French passenger aircraft

The Wibault 360 was a 1930s French five-passenger airliner designed and built by the Wibault company.

==Design and development==
The Wibault 360 was a low-wing monoplane powered by a 230 hp Salmson 9Ab radial engine and equipped with conventional landing gear. The design was based on the earlier three-engined Wibault 283 but the 360 was smaller and had an enclosed cabin for a pilot and five passengers.
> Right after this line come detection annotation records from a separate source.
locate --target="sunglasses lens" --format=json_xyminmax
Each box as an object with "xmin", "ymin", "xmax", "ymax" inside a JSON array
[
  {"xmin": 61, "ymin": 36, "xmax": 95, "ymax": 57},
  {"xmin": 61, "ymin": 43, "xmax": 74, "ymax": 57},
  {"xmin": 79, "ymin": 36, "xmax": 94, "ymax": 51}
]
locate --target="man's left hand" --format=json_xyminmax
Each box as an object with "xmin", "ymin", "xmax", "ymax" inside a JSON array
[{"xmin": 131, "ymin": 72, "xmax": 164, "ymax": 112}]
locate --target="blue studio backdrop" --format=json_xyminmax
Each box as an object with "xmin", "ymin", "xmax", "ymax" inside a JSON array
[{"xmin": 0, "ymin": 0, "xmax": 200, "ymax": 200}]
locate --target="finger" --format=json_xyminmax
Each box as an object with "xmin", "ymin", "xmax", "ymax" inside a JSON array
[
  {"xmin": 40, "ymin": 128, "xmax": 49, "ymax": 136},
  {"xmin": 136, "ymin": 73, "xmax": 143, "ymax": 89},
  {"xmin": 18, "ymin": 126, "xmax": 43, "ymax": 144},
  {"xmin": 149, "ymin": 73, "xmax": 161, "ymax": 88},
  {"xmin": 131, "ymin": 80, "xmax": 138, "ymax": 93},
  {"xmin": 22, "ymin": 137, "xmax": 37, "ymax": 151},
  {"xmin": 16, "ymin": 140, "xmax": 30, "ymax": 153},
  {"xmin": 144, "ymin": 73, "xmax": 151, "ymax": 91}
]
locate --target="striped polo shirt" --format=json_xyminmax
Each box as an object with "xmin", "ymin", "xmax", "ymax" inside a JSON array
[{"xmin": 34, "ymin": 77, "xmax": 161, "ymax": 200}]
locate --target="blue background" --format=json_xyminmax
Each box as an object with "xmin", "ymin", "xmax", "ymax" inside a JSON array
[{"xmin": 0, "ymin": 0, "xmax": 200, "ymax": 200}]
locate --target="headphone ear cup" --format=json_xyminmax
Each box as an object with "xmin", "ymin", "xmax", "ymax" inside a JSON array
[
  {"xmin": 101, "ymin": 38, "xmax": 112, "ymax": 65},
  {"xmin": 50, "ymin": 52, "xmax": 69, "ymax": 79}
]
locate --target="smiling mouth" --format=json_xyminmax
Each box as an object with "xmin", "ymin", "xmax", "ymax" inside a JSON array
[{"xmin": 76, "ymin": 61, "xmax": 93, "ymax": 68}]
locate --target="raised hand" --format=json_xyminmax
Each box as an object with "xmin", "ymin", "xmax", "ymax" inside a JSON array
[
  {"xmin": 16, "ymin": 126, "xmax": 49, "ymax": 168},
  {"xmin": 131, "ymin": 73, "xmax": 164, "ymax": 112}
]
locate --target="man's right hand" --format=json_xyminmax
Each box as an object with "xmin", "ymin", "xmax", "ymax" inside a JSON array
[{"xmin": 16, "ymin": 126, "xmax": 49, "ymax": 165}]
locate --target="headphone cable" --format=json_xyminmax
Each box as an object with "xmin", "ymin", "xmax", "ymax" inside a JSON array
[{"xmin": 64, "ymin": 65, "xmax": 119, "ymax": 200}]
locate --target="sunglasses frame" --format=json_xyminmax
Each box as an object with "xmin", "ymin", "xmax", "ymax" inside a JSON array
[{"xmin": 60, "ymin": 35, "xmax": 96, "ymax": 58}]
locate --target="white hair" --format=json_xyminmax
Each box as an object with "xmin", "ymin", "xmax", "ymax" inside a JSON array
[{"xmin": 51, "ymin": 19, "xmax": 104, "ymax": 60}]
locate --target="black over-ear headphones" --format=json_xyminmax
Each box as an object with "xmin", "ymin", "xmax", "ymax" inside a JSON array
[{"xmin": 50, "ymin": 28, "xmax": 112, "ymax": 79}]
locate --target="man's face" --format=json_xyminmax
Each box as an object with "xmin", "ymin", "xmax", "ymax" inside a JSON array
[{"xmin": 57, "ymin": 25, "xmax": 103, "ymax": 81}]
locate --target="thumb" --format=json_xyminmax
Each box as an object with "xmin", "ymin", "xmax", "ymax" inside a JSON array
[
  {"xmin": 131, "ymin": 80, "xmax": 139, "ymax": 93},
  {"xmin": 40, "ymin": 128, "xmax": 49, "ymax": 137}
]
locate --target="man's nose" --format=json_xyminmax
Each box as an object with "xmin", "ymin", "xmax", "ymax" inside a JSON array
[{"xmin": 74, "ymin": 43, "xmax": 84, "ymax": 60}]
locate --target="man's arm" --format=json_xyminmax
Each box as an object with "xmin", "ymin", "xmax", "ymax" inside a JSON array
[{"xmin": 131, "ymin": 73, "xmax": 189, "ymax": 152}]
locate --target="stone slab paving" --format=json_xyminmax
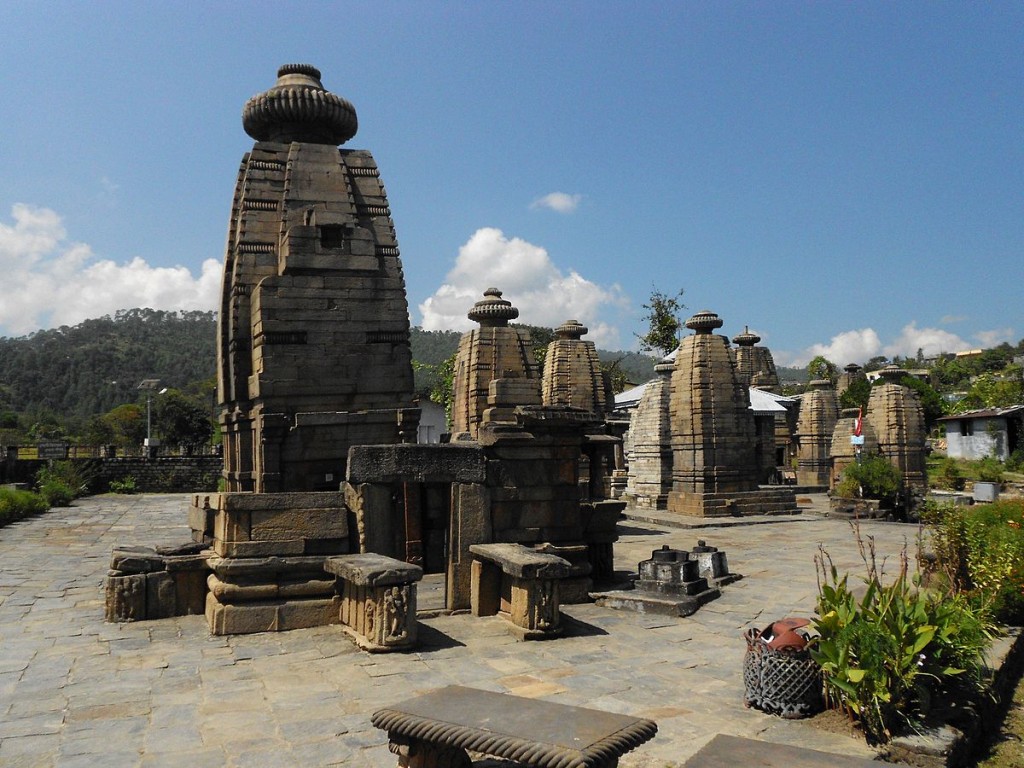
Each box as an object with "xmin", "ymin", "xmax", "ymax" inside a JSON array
[{"xmin": 0, "ymin": 495, "xmax": 916, "ymax": 768}]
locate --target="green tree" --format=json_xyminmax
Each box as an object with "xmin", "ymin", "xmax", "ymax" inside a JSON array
[
  {"xmin": 839, "ymin": 379, "xmax": 871, "ymax": 409},
  {"xmin": 430, "ymin": 352, "xmax": 459, "ymax": 428},
  {"xmin": 900, "ymin": 376, "xmax": 946, "ymax": 430},
  {"xmin": 102, "ymin": 402, "xmax": 145, "ymax": 447},
  {"xmin": 636, "ymin": 287, "xmax": 686, "ymax": 357},
  {"xmin": 153, "ymin": 389, "xmax": 213, "ymax": 449},
  {"xmin": 807, "ymin": 354, "xmax": 839, "ymax": 384},
  {"xmin": 601, "ymin": 357, "xmax": 630, "ymax": 394}
]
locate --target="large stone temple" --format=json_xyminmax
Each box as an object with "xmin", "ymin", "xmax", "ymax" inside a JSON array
[
  {"xmin": 668, "ymin": 310, "xmax": 797, "ymax": 517},
  {"xmin": 217, "ymin": 65, "xmax": 418, "ymax": 493}
]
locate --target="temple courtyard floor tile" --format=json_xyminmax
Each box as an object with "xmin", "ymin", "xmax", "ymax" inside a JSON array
[{"xmin": 0, "ymin": 495, "xmax": 918, "ymax": 768}]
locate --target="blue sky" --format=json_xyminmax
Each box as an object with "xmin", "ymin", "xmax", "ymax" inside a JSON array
[{"xmin": 0, "ymin": 2, "xmax": 1024, "ymax": 366}]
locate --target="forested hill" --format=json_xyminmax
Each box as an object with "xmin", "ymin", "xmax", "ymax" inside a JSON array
[
  {"xmin": 0, "ymin": 309, "xmax": 217, "ymax": 418},
  {"xmin": 0, "ymin": 309, "xmax": 654, "ymax": 421}
]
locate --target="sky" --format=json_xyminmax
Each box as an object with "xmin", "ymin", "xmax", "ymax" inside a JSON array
[{"xmin": 0, "ymin": 0, "xmax": 1024, "ymax": 367}]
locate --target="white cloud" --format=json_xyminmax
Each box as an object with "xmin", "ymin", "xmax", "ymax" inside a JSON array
[
  {"xmin": 793, "ymin": 328, "xmax": 882, "ymax": 368},
  {"xmin": 420, "ymin": 227, "xmax": 629, "ymax": 349},
  {"xmin": 774, "ymin": 322, "xmax": 974, "ymax": 368},
  {"xmin": 974, "ymin": 328, "xmax": 1017, "ymax": 349},
  {"xmin": 883, "ymin": 323, "xmax": 971, "ymax": 357},
  {"xmin": 529, "ymin": 193, "xmax": 583, "ymax": 213},
  {"xmin": 0, "ymin": 203, "xmax": 221, "ymax": 336}
]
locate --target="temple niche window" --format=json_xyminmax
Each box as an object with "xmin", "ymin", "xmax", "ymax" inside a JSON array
[{"xmin": 318, "ymin": 224, "xmax": 347, "ymax": 251}]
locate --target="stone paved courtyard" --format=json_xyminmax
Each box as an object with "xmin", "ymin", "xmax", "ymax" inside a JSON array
[{"xmin": 0, "ymin": 495, "xmax": 916, "ymax": 768}]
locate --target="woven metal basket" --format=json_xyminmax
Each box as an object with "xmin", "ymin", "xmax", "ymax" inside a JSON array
[{"xmin": 743, "ymin": 630, "xmax": 824, "ymax": 718}]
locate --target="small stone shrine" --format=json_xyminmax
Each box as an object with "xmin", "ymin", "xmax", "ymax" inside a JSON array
[
  {"xmin": 796, "ymin": 379, "xmax": 839, "ymax": 486},
  {"xmin": 668, "ymin": 310, "xmax": 797, "ymax": 517},
  {"xmin": 864, "ymin": 365, "xmax": 928, "ymax": 502},
  {"xmin": 542, "ymin": 319, "xmax": 614, "ymax": 416},
  {"xmin": 828, "ymin": 408, "xmax": 879, "ymax": 490},
  {"xmin": 626, "ymin": 362, "xmax": 675, "ymax": 509},
  {"xmin": 593, "ymin": 541, "xmax": 738, "ymax": 616},
  {"xmin": 732, "ymin": 326, "xmax": 778, "ymax": 390},
  {"xmin": 452, "ymin": 288, "xmax": 541, "ymax": 439},
  {"xmin": 836, "ymin": 362, "xmax": 867, "ymax": 397}
]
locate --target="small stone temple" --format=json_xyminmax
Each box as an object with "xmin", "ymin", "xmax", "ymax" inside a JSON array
[
  {"xmin": 668, "ymin": 310, "xmax": 797, "ymax": 517},
  {"xmin": 452, "ymin": 288, "xmax": 541, "ymax": 439},
  {"xmin": 864, "ymin": 365, "xmax": 928, "ymax": 501},
  {"xmin": 217, "ymin": 65, "xmax": 419, "ymax": 494},
  {"xmin": 626, "ymin": 362, "xmax": 676, "ymax": 509},
  {"xmin": 796, "ymin": 379, "xmax": 839, "ymax": 486},
  {"xmin": 541, "ymin": 319, "xmax": 614, "ymax": 416},
  {"xmin": 732, "ymin": 326, "xmax": 778, "ymax": 391}
]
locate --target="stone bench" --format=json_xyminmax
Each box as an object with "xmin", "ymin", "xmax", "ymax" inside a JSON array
[
  {"xmin": 469, "ymin": 544, "xmax": 573, "ymax": 640},
  {"xmin": 371, "ymin": 685, "xmax": 657, "ymax": 768},
  {"xmin": 324, "ymin": 553, "xmax": 423, "ymax": 652}
]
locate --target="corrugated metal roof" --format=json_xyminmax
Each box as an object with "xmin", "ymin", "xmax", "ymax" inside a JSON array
[
  {"xmin": 615, "ymin": 379, "xmax": 796, "ymax": 414},
  {"xmin": 937, "ymin": 406, "xmax": 1024, "ymax": 421}
]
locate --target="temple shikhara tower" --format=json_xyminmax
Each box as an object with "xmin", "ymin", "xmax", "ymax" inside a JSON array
[
  {"xmin": 668, "ymin": 310, "xmax": 797, "ymax": 516},
  {"xmin": 217, "ymin": 65, "xmax": 419, "ymax": 493}
]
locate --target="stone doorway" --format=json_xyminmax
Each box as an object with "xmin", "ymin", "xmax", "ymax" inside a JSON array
[{"xmin": 402, "ymin": 482, "xmax": 452, "ymax": 612}]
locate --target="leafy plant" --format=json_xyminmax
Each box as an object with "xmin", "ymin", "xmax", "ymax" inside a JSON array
[
  {"xmin": 922, "ymin": 500, "xmax": 1024, "ymax": 624},
  {"xmin": 0, "ymin": 487, "xmax": 49, "ymax": 525},
  {"xmin": 636, "ymin": 286, "xmax": 686, "ymax": 357},
  {"xmin": 836, "ymin": 454, "xmax": 903, "ymax": 505},
  {"xmin": 36, "ymin": 461, "xmax": 92, "ymax": 507},
  {"xmin": 811, "ymin": 527, "xmax": 991, "ymax": 741},
  {"xmin": 978, "ymin": 456, "xmax": 1002, "ymax": 482}
]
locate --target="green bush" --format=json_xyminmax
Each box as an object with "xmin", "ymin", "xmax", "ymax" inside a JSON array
[
  {"xmin": 922, "ymin": 499, "xmax": 1024, "ymax": 625},
  {"xmin": 811, "ymin": 534, "xmax": 991, "ymax": 742},
  {"xmin": 36, "ymin": 461, "xmax": 92, "ymax": 507},
  {"xmin": 110, "ymin": 475, "xmax": 138, "ymax": 494},
  {"xmin": 0, "ymin": 487, "xmax": 49, "ymax": 525},
  {"xmin": 39, "ymin": 477, "xmax": 76, "ymax": 507},
  {"xmin": 1007, "ymin": 449, "xmax": 1024, "ymax": 472},
  {"xmin": 978, "ymin": 456, "xmax": 1002, "ymax": 482},
  {"xmin": 836, "ymin": 454, "xmax": 903, "ymax": 505}
]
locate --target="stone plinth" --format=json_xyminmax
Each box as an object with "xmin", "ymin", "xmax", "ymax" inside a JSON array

The prototype, designated the 360T5, first flew in August 1931. A number of variants were built with different engines, the last of the series was the Wib.366 designed to compete in the 1934 London to Melbourne air race.

==Variants==
- 360T5
Prototype with a 230 hp Salmson 9Ab radial engine, one built.
- 362
Variant powered by a 300 hp Gnome-Rhône 7Kb engine, two built in 1933.
- 365
Six-seat variant powered by a 500 hp Gnome-Rhône 9Kbrs radial engine, one built in 1933.
- 366
Variant for the MacRobertson Air Race powered by a 500 hp Hispano-Suiza 12Ybrs engine, it had a cruising speed of 250 km/h (155 mph), it did not take part in the race.
- 367
The Wibault 365 modified with a retractable landing gear.